Yes, and an example of that is our recent acquisition of Alydia Health, which has this great device for postpartum hemorrhage called the Jada System. I think that really underscores our desire and capabilities to get into other areas besides therapeutics. It will depend on the overall landscape and the various partnership opportunities available with academic centers, technology companies, early biotechs, or later-stage products that may be developed by mid-sized pharma companies and others.

How will acquisitions play into the development strategy compared to internal development?

We do not yet have internal discovery capability, so early on in our trajectory we will be a search and development company. But what I do have is staff with exemplary pharmaceutical experience, particularly in the areas of clinical development, medical affairs, and regulatory affairs, so we can bring in assets at a very early stage, either Phase I or Phase II, and won’t be limited to products that are ready to go to file or market.

We’re also open to holding the asset in different ways, whether it be an investment, collaboration, partnership, licensing, or acquisition.

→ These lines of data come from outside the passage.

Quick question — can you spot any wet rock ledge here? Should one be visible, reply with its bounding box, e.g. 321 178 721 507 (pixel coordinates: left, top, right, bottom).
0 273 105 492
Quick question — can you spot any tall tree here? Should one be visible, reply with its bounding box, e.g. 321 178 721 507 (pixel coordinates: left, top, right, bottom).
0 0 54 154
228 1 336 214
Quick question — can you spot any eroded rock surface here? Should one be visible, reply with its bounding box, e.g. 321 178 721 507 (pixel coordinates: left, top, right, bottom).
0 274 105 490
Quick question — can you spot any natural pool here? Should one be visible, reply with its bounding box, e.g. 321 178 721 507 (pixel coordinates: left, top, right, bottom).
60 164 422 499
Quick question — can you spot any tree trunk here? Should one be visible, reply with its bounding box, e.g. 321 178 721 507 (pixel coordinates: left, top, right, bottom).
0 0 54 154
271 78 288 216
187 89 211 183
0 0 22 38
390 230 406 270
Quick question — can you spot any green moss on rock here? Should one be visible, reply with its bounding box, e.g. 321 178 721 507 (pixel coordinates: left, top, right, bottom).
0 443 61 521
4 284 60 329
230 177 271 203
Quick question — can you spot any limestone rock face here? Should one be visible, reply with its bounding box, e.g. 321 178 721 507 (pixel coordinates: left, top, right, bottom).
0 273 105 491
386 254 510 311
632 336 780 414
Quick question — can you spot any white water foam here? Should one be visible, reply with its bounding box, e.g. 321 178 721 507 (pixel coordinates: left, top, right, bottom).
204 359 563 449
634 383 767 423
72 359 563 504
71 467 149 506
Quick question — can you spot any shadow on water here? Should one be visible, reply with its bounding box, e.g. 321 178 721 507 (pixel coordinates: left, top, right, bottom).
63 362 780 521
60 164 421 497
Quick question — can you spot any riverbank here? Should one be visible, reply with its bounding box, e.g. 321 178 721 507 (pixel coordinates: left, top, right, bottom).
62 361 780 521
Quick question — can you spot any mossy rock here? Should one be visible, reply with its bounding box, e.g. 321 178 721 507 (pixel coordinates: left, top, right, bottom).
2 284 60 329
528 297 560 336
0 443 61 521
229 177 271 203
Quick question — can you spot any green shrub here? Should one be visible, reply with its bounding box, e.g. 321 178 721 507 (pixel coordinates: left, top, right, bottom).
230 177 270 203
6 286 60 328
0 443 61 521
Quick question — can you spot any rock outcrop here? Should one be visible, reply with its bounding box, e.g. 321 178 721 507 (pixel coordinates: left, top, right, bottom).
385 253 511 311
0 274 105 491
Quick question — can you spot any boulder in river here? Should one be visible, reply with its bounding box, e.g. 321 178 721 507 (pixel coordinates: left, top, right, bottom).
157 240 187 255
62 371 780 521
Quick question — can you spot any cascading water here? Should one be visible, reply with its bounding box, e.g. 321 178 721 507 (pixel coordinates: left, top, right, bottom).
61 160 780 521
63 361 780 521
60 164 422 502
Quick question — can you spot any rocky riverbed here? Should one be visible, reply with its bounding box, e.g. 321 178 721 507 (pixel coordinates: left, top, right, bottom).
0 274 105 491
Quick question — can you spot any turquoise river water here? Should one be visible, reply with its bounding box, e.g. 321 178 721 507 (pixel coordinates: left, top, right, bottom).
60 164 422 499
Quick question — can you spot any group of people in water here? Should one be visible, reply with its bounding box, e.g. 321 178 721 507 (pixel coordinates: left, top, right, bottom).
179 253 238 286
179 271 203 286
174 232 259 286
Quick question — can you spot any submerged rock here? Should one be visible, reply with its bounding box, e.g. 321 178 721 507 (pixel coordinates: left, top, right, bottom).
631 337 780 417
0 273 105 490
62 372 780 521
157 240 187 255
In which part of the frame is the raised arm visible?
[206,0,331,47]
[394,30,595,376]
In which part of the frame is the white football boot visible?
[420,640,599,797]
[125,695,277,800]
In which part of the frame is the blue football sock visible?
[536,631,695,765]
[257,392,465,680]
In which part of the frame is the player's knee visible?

Twenty years ago, companies behaved a little differently as there were more general acquisitions or straight licensing. But now you see a lot of different forms that are achieving great results.

Is there eventually a goal to get to that point of internal R&D?

It is a goal. A lot of variables go into that, but you could imagine further down the line that we maybe acquire those capabilities and facilities and then they become part of our R&D organization.

Along with women’s health, Organon is also spinning off from Merck with areas focused on biosimilars and established brands. How will those areas play into the company’s R&D strategy?

I like to think of women’s health as the rocket ship for the company, and biosimilars and established brands are like rocket ship fuel boosters. We do think that there’s opportunities in biosimilars. There’s a number of really important bio-originator assets around ophthalmology, immunology, and rare diseases that will approach their patent expiry over the next decade. So lining ourselves up with biosimilar developers and being a strategic registration and commercialization arm for them is part of our projected growth.

When the company launched at the NYSE, it had the “Wall of Voices,” a multimedia installation with all these women speaking about issues they’ve had. How will the company continue to incorporate the voice of women into the R&D process?

Collecting these voices will help bring to the table a ranking of importance, whether it’s symptomatology or diseases, that are most important to women. It should also bring in societal and cultural differences among diseases or phases of life that women are experiencing—a perspective that is really important. For example, with contraception there is a lot of variations that occur societally and culturally around the world as women approach family planning. By bringing those voices in we can better prioritize and understand the needs of women. Women everywhere are invited to add their voice to the digital “Wall of Voices” at HereForHerHealth.com.

What are you personally most excited about as this company gets started?

I look at the area of contraception where there has been so much innovation. Women today have choices of pills, rods, rings, IUDs, long-acting, short-acting—they have so many options to manage their family planning. But comparing that to other disease states and phases of life, the lack of optionality is like a vast deserted wasteland. What happened? Where’s all that innovation? Where’s the investment? That is what excites me more than anything else. The potential for Organon to bring the same kind of innovation to other areas and diseases that companies before us brought to contraception and family planning. If we actually get this right, we can have an impact on women for generations to come and that, to me, is incredible.